Technology6 min read

AI labs want to sell services. Agencies need to decide what that makes them.

May 9, 2026

Something shifted in the last few months that I do not think the agency world has fully processed yet.

The major AI labs are not just selling API access anymore. They are hiring implementation consultants. They are building partner programs that look a lot like the old Salesforce or SAP ecosystem playbooks. They are moving, deliberately and with real headcount, into the space that agencies have historically occupied: helping organizations figure out what to do with the technology and then building it.

That is a reasonable business decision for them. It is also a structural pressure on every agency that has spent the last two years repositioning itself as AI-native.

The question I keep coming back to is a simple one. If the lab that makes the model also sells the implementation, what exactly is the agency for?

A long-exposure photograph of a bustling subway entrance at night, with light trails.

This is not new, but the scale is

Tech vendors have always tried to capture services revenue. Oracle did it. SAP did it. Microsoft built a multi-billion dollar professional services operation sitting alongside a partner ecosystem it also competed with directly. The pattern is old.

What is different now is the speed and the margin logic. AI labs are burning cash on compute at a scale that requires them to find high-margin revenue wherever they can. Services, especially enterprise implementation, carry margins that raw API consumption often does not. So the move downstream into consulting and delivery is not accidental. It is structural to how these businesses need to work.
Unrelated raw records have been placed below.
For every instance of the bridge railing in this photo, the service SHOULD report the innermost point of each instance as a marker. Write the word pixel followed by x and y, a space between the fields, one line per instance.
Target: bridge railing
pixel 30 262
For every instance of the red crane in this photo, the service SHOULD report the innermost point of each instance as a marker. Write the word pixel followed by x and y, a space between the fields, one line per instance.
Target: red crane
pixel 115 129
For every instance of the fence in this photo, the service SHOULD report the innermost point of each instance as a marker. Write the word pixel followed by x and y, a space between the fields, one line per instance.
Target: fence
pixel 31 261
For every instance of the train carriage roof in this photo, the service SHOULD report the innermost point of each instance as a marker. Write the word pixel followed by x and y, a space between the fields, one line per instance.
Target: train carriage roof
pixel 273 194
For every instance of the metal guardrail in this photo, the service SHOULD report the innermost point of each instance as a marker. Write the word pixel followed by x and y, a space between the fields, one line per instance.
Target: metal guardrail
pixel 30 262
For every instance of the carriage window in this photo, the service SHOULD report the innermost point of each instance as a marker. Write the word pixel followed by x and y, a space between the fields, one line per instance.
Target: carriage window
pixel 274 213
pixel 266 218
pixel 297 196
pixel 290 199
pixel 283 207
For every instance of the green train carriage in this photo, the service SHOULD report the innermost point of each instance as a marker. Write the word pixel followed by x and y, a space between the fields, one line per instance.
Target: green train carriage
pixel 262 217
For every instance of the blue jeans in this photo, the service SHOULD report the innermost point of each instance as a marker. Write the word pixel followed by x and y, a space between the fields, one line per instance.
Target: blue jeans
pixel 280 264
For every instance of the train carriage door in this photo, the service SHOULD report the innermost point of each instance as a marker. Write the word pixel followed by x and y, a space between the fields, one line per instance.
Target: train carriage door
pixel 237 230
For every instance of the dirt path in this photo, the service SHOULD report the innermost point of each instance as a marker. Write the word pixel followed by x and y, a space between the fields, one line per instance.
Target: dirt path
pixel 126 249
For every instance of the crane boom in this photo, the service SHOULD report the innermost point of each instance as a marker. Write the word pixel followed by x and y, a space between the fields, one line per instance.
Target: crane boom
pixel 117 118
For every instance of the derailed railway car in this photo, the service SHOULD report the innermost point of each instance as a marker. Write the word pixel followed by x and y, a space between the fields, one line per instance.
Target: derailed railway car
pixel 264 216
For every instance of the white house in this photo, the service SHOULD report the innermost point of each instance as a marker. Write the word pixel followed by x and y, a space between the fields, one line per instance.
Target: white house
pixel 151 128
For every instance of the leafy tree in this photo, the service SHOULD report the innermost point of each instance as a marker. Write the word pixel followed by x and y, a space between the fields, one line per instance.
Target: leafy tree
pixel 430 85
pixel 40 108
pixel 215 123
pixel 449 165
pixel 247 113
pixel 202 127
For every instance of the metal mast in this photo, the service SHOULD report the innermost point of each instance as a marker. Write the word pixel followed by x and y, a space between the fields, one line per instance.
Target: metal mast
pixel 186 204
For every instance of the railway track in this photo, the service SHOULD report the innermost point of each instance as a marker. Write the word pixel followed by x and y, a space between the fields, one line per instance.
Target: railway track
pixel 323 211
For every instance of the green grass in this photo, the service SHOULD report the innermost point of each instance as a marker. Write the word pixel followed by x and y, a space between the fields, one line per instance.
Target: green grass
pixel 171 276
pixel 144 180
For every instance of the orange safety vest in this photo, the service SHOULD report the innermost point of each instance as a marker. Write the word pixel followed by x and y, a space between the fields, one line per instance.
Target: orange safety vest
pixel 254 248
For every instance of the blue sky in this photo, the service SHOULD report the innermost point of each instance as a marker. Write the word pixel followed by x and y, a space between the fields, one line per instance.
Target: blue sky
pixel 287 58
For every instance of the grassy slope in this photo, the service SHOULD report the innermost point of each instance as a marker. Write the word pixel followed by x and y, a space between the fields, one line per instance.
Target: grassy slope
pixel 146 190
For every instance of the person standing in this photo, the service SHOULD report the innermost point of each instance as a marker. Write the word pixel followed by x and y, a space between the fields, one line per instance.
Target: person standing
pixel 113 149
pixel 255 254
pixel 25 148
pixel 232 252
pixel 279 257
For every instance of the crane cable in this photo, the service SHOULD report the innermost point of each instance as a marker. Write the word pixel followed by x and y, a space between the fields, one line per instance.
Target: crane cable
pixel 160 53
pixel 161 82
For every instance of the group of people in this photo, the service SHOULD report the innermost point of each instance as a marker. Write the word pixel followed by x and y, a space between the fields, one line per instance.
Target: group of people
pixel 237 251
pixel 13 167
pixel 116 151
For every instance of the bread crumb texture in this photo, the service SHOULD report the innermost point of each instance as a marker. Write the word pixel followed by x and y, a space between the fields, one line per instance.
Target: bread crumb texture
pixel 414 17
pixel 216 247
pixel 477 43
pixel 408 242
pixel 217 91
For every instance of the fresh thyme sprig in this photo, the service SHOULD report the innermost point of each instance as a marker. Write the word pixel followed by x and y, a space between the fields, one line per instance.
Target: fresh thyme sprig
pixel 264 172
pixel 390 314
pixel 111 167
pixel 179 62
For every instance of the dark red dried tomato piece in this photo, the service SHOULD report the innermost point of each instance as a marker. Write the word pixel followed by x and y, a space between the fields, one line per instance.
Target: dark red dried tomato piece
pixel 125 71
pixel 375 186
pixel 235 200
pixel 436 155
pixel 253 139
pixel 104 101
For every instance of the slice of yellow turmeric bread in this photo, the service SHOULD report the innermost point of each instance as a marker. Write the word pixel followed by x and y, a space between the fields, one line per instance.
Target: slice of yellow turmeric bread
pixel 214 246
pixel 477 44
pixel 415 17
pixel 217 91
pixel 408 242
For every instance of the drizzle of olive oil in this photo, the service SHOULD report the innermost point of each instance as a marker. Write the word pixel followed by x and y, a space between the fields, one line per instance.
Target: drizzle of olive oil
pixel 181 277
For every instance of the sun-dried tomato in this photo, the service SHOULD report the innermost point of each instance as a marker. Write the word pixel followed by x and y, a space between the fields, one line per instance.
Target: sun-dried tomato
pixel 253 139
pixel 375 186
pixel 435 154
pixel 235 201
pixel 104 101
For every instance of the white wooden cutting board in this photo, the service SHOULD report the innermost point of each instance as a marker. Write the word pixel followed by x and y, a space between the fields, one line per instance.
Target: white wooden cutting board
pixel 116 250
OpenAI has been building out an enterprise go-to-market team that includes solutions architects and what the industry would recognize as pre-sales consultants. Anthropic has formalized partner tiers that reward agencies for volume while also maintaining its own direct enterprise relationships. Google, through its Cloud and Workspace organizations, has been doing this for years and is simply accelerating.

The labs are not hiding this. It is in their job postings and their pricing pages. The question is whether agencies are paying attention to the signal inside the noise.

The agency that positions itself as the expert on a vendor's own product is always one product update away from being replaced by that vendor's own team.

Max Pinas, Studio Hyra

Three kinds of agency, and only one of them is fine

When I look at how agencies are responding to this, I see roughly three postures. They are not all equally durable.

The integration shop. This agency leads with technical capability: we connect your systems to the model, we fine-tune, we deploy. The problem is that this work is becoming faster and cheaper with every platform release. What took a team of four engineers six weeks in early 2023 can now be done by one engineer in a week using the lab's own tooling. The labs are also building no-code and low-code surfaces specifically to remove the need for this layer. Integration as a primary offer has a compression problem.

The AI strategy consultancy. This agency sells thinking. workshops, roadmaps, maturity assessments, frameworks with proprietary names. The risk here is that the labs are now funding their own thought leadership, publishing their own research on enterprise adoption, and embedding their own strategists into major accounts as part of enterprise agreements. When the vendor can give you strategy for free as part of a six-figure software deal, standalone strategy becomes a harder sell.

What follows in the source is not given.